Arthur Schnitzler: Tagebuch 1879–1931. Digitale Ausgabe. Herausgegeben von Austrian Centre for Digital Humanities (ACDH) der Österreichischen Akademie der Wissenschaften. Wien, 2021. Freitag, 11. August 1916, https://schnitzler-tagebuch.acdh.oeaw.ac.at/entry__1916-08-11.html (Stand 14. 7. 2026), PID: http://hdl.handle.net/21.11115/0000-000C-0738-E.

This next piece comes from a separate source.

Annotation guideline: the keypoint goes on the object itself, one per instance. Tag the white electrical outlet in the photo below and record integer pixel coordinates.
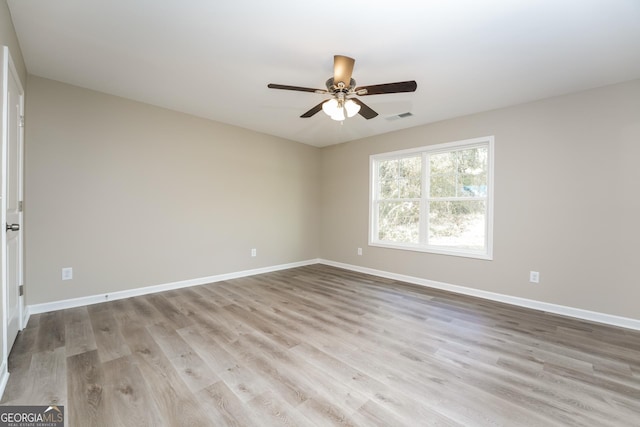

11/8 Mit O. Gespräch über die trüben Aussichten im allgemeinen und besondern; spez. das finanzielle. Wo soll ich (zu gutem Preis) meine Nov. veröffentlichen? Ich habe kaum ein Blatt. Und das mir gemäße, die N. R. ― das einzige, das die Pflicht hätte, auf meiner Seite zu stehn ― hat sich im Lauf dieser letzten Jahre meiner Production gegenüber in einer Weise verhalten, dass ich weitre Mitarbeit ablehnen müßte. (Mein ― Verleger!) Und Theater? Sowohl Barnowsky als Thimig thun eben, was sie aus Geschäftsgründen thun müssen ― nicht mehr (besonders der letztere) eher weniger.― ― Und was ich in der nächsten Zeit fertig machen werde ― (werde ―?), sieht nicht nach Geschäft aus.―
― Spazierg. Teichenbüchel ― Pflindsberg. Freute mich innigst an Landschaft und Bewegung. Ein paar Verse (zur Wiederkehr).